NBA Draft 2020: Top 3 options for Denver Nuggets with the No. 22 pick
By Trevor Marks
Possible NBA Draft target for Denver Nuggets — Tyrese Maxey
Guard | Kentucky | 6’3 | 198 lbs | 20 years old
When it comes to trotting out multiple “small” guards on the floor together, the Denver Nuggets know what they’re doing, more so than any other team in the league, save for the point guard guru (Rick Carlisle) down in Dallas. Whether they’re throwing out Jamal Murray (6’4), Gary Harris (6’4), or Monte Morris (6’2), the Nuggets routinely allot significant minutes to a guard core that is unquestionably lacking in height.
Part of this is because Denver targets players who can hold up against opposing guards due to impressive levels of functional, impactful strength. Murray is quite beefy at 215 pounds. Harris is a pest at the point-of-attack and also weighs north of 210 pounds. And Morris, while diminutive in size, competes with the best of them.
More than that, though, is the offensive dynamic that is set in stone for years to come — the offense revolves around Nikola Jokić’s gravitation pull, with the masterful center serving as the team’s engine as a soft-handed scorer and otherworldly passer.
He is, inarguably, the best big man to match up with guards who lack pure instincts or polish as playmakers, which makes Kentucky combo-guard Tyrese Maxey such an obvious target for the Nuggets with the No. 22 pick in this year’s draft.
Maxey’s freshman year stat line of 14.0 points, 4.3 rebounds, and 3.2 assists on .427/.292/.833 shooting doesn’t exactly jump off the page, but his numbers don’t tell the full story of what he brings to a team on a nightly basis. Maxey is one of the better bets to become a potent secondary option with tangible two-way impact as a downhill finisher, spot-up scorer, connective passer, and burly on-ball pest.
While his average passing vision and good-not-great handle may prove to be obstacles to reaching primary upside, Maxey still offers enough complementary passing and scoring once a team’s initiators — in this instance, Jokić and Murray — have already created advantages and tilted an opposing defense.
Maxey wins at the basket in a multitude of ways, using his strength and elasticity to absorb contact without flinching, body control to evade rim protectors and re-extend midair, and truly special touch, both on long-range floaters and glass-kissing finger-rolls. He finished 65.1% of his rim attempts this year per barttorvik.com despite a mere 19.7% of them being assisted, speaking to his talents as a downhill slasher.
There are some concerns present regarding how his perimeter shot translates after hitting 29.2% of his 113 three-point attempts at Kentucky, but between his track record at the foul line (83.1% free throw shooter between Kentucky and HS/AAU), impressive floater touch, and amount of unassisted two-point jumpers (38 makes), there are indicators in his favor. Plus, the shot is smooth and functional off the bounce and off the catch, even with the flat arc and lower set point.

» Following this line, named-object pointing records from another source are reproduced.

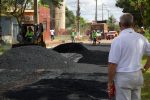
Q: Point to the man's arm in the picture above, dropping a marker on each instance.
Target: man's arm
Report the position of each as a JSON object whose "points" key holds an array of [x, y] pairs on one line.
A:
{"points": [[111, 72], [147, 65]]}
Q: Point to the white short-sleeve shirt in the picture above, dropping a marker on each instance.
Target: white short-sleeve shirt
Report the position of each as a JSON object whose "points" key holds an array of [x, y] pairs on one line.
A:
{"points": [[127, 50]]}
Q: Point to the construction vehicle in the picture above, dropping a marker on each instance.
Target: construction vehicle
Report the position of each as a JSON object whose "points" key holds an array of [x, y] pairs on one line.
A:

Maxey’s strength also shows up on the defensive end, where he has legitimate potential to be a positive force despite being a 6’3 guard without outlier length (6’7 wingspan). He moves his feet quickly, gets low in his stance with admirable regularity, mirrors ball-handlers well, and flat-out competes on that end of the floor.

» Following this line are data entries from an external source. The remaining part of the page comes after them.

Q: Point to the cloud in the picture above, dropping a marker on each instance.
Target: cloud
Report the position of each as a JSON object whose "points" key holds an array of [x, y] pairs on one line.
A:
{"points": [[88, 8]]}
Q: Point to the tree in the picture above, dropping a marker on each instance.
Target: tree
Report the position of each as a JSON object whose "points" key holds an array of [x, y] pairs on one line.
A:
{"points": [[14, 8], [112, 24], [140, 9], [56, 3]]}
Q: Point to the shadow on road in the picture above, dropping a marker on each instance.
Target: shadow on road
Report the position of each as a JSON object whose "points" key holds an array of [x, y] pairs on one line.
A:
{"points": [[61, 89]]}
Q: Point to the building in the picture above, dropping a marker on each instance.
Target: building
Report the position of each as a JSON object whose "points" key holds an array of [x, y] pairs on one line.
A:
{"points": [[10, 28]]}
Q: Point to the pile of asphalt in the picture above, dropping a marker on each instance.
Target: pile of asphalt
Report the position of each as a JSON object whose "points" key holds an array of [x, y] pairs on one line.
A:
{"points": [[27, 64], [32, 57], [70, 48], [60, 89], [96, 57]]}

He should be a slight positive as a team defender, despite his lackluster steal percentage (1.5 STL%), showcasing a keen understanding of where to be and when to stunt/dig on drivers, along with decent body control and verticality when making interior rotations.

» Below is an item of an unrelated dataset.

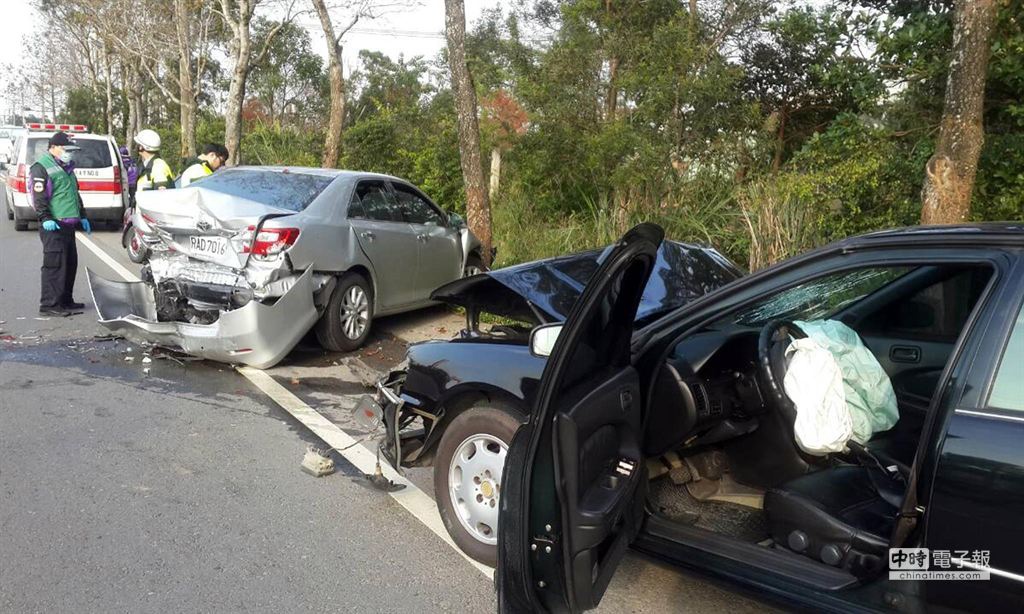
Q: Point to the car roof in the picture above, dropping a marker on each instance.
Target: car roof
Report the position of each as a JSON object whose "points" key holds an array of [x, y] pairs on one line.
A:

Tyrese Maxey shouldn’t be sliding as far as he is, well into the mid-teens and early-20s. He’s far too good, even with the down shooting year, for teams to pass up on, between his complementary offense, two-way potential and fiery competitiveness. If he’s still somehow on the board by the time the Denver Nuggets are picking at No. 22 overall, he would be a steal. A complete, absolute, inarguable steal.